Anybody can google – but the results will vary drastically.
With speed, accuracy and efficiency in mind, the objective is to refine, narrow down, isolate and prioritize your search results by using a correct combination of sources (websites) to query.
This is the true power of Google custom search engines (CSEs).
So let’s take a look at how they work and how to build them.
As seen above, you can add websites that will be searched for against your query and also filter by language.
You can decide here whether you want to search whole websites (for example, the whole of Reddit), or just the selected parts (say like various Reddit threads), or maybe specific subdomains that belong to the main site, which you might wish to omit in your search.
If you are unsure about how domain addressing works, check out this post that contains an explanation on web domain addressing structure.
After you have created your custom search engine, you can modify it and change the parameters using the “Edit search engine” tab.
You can also choose to embed a CSE you created on a website (or link it up via traditional URL pasting / shortening methods outside of this panel).

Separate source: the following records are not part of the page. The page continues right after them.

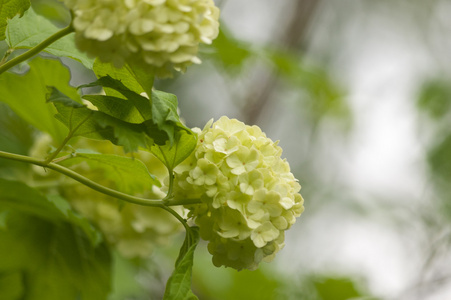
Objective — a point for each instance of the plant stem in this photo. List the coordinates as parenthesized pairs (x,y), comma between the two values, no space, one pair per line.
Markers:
(66,139)
(93,185)
(36,49)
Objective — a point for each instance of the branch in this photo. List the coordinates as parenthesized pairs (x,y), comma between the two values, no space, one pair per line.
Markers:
(36,49)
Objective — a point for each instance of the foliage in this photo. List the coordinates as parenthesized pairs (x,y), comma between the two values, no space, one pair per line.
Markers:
(66,247)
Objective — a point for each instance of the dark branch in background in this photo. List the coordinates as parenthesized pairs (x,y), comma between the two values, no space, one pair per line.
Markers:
(260,95)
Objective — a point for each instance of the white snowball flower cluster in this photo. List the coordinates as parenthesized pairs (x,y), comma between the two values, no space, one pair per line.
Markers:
(249,196)
(164,34)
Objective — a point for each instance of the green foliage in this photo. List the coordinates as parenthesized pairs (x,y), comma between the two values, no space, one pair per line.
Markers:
(129,175)
(67,260)
(12,285)
(435,98)
(9,9)
(229,52)
(62,263)
(179,284)
(82,121)
(29,102)
(32,29)
(336,289)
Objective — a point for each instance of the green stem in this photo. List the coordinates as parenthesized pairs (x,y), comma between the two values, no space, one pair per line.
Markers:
(35,50)
(92,184)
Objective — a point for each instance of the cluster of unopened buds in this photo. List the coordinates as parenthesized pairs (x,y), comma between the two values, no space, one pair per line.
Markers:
(249,196)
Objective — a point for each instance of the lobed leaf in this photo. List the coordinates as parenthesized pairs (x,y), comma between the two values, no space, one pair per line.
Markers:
(178,286)
(32,29)
(17,196)
(29,103)
(129,175)
(171,156)
(96,124)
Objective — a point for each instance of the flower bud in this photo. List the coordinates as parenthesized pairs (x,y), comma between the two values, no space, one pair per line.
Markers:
(162,34)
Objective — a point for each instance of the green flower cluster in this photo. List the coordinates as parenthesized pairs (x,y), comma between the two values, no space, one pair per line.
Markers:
(134,230)
(249,196)
(164,34)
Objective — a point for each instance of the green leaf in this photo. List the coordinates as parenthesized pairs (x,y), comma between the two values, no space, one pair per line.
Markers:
(124,75)
(57,260)
(17,196)
(230,53)
(336,289)
(32,29)
(29,103)
(12,286)
(178,286)
(435,98)
(3,217)
(96,124)
(8,9)
(171,156)
(116,107)
(129,175)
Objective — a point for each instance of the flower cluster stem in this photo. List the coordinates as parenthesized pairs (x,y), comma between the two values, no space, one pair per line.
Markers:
(95,186)
(35,50)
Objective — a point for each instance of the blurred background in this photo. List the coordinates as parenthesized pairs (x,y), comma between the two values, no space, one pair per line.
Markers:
(359,95)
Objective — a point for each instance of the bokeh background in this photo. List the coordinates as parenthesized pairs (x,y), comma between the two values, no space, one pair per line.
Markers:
(358,92)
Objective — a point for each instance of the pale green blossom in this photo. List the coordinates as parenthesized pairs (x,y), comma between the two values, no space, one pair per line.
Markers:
(252,201)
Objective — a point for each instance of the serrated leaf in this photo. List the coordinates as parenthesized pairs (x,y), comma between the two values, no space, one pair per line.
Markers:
(29,103)
(178,286)
(57,260)
(9,9)
(17,196)
(171,156)
(230,53)
(159,113)
(129,175)
(32,29)
(116,107)
(98,125)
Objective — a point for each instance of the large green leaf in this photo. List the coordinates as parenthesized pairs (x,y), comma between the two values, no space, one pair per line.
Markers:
(229,52)
(12,285)
(57,260)
(171,156)
(85,122)
(17,196)
(159,113)
(32,29)
(124,74)
(8,9)
(26,94)
(129,175)
(178,286)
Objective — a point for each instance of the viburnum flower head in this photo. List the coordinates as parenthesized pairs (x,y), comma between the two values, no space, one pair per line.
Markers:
(249,196)
(164,34)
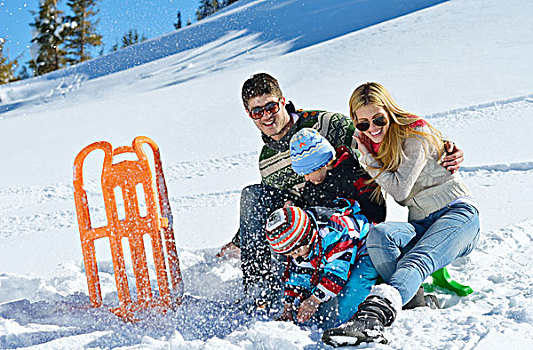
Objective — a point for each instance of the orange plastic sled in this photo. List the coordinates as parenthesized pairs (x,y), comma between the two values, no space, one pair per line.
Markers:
(157,223)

One helpful option is “Refinements” – available under the “Search features” section, after you’ve chosen to edit the search engine.
This will allow you to limit search result to a specific website per refinement, but you can display multiple results segregated by tabs, each with their own results:
Refining search results by file formats and file extensions will allow you to build effective custom search engines for PDF documents, Excel spreadsheets, video files and whatever else you want to focus on.
By applying the method described above, you can filter your search by limiting results to files with a specific file extension.
This will require specifying the “Optional word(s)” value in a way that Google understands as filtering by file extension, for instance:
ext:pdf ext:jpeg ext:ppt
The main advantages of building custom search engines with Google are accuracy of sources and results limitation.
The trade off is that your results will be limited to 10 pages, with each page displaying only 10 results – so you get a maximum of 100 hits per query.
This means you really have to define your queries well and avoid broad searches – for which you can always use the general Google search engine.
So that’s it in a nutshell; there are some more granular options within the CSE interface that you can explore and tweak to make the results display better or be more relevant to your OSINT angle.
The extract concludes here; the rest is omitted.